Docker Kanvas and Kubernetes 1.33: Bridging Local Dev to AI/ML Production

Two infrastructure developments are worth paying attention to this month: Docker launched Kanvas, a platform designed to automate the transition from Docker Compose to Kubernetes, and Kubernetes 1.33 shipped with meaningful improvements to GPU resource management for AI/ML workloads.

Neither is a silver bullet, but both address real friction points that infrastructure teams deal with regularly.

Docker Kanvas: Compose → Kubernetes Without the Manual Work

The problem Kanvas targets is familiar: you run docker compose up locally and everything works. Then you deploy to Kubernetes and spend hours reconciling configuration differences. Compose and Kubernetes have fundamentally different design philosophies — single-host orchestration versus multi-node distributed systems — and the translation between them has always been manual, error-prone work.

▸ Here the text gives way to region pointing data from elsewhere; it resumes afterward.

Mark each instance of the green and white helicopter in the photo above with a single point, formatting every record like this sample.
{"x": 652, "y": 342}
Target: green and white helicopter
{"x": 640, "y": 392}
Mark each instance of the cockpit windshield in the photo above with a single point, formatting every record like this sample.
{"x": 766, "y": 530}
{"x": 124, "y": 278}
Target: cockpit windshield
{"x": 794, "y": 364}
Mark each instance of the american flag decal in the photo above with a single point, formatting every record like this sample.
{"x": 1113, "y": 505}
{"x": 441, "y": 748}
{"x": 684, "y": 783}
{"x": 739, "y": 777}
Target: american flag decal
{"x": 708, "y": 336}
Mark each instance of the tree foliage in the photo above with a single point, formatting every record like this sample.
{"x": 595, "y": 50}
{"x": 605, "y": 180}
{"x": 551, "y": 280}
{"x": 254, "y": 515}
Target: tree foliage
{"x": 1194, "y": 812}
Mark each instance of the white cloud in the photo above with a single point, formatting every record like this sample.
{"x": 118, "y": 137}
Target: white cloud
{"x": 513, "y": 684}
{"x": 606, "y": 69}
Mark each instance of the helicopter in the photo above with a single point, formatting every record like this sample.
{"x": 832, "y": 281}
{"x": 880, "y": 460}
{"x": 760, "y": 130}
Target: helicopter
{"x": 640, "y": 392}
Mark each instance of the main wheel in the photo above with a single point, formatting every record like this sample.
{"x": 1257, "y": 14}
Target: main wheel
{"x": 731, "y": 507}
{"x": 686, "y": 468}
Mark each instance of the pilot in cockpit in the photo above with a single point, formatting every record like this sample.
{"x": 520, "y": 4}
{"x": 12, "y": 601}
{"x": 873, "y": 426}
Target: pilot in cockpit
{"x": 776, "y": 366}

Tools like kompose have existed for years, but they produce rough output that requires significant cleanup. Kanvas takes a more opinionated approach, generating production-ready Kubernetes artifacts and providing a visual interface for managing the configuration.

# Starting point: docker-compose.yml
services:
  api:
    build: ./api
    ports:
      - "3000:3000"
    environment:
      - DATABASE_URL=postgres://postgres:password@db:5432/myapp
      - NODE_ENV=production
    depends_on:
      db:
        condition: service_healthy
    healthcheck:
      test: ["CMD", "curl", "-f", "http://localhost:3000/health"]
      interval: 30s
      timeout: 10s
      retries: 3
 
  db:
    image: postgres:16-alpine
    environment:
      POSTGRES_PASSWORD: password
      POSTGRES_DB: myapp
    volumes:
      - pgdata:/var/lib/postgresql/data
    healthcheck:
      test: ["CMD-SHELL", "pg_isready -U postgres"]
      interval: 10s
      retries: 5
 
volumes:
  pgdata:

Kanvas parses this and generates a Deployment, Service, ConfigMap, Secret, and PersistentVolumeClaim. The generated output is a starting point, not a final answer:

# Kanvas output: Deployment (abbreviated)
apiVersion: apps/v1
kind: Deployment
metadata:
  name: api
  labels:
    app: api
spec:
  replicas: 2
  selector:
    matchLabels:
      app: api
  template:
    spec:
      containers:
        - name: api
          image: myregistry/api:latest
          ports:
            - containerPort: 3000
          env:
            - name: DATABASE_URL
              valueFrom:
                secretKeyRef:
                  name: app-secrets
                  key: database-url
          livenessProbe:
            httpGet:
              path: /health
              port: 3000
            initialDelaySeconds: 30
            periodSeconds: 30
          resources:
            requests:
              memory: "256Mi"
              cpu: "250m"
            limits:
              memory: "512Mi"
              cpu: "500m"

What you'll still need to configure manually: security context (non-root user), network policies, pod disruption budgets, and proper secret management (Sealed Secrets or External Secrets Operator rather than plain Kubernetes Secrets). Kanvas reduces the boilerplate substantially but doesn't replace Kubernetes expertise.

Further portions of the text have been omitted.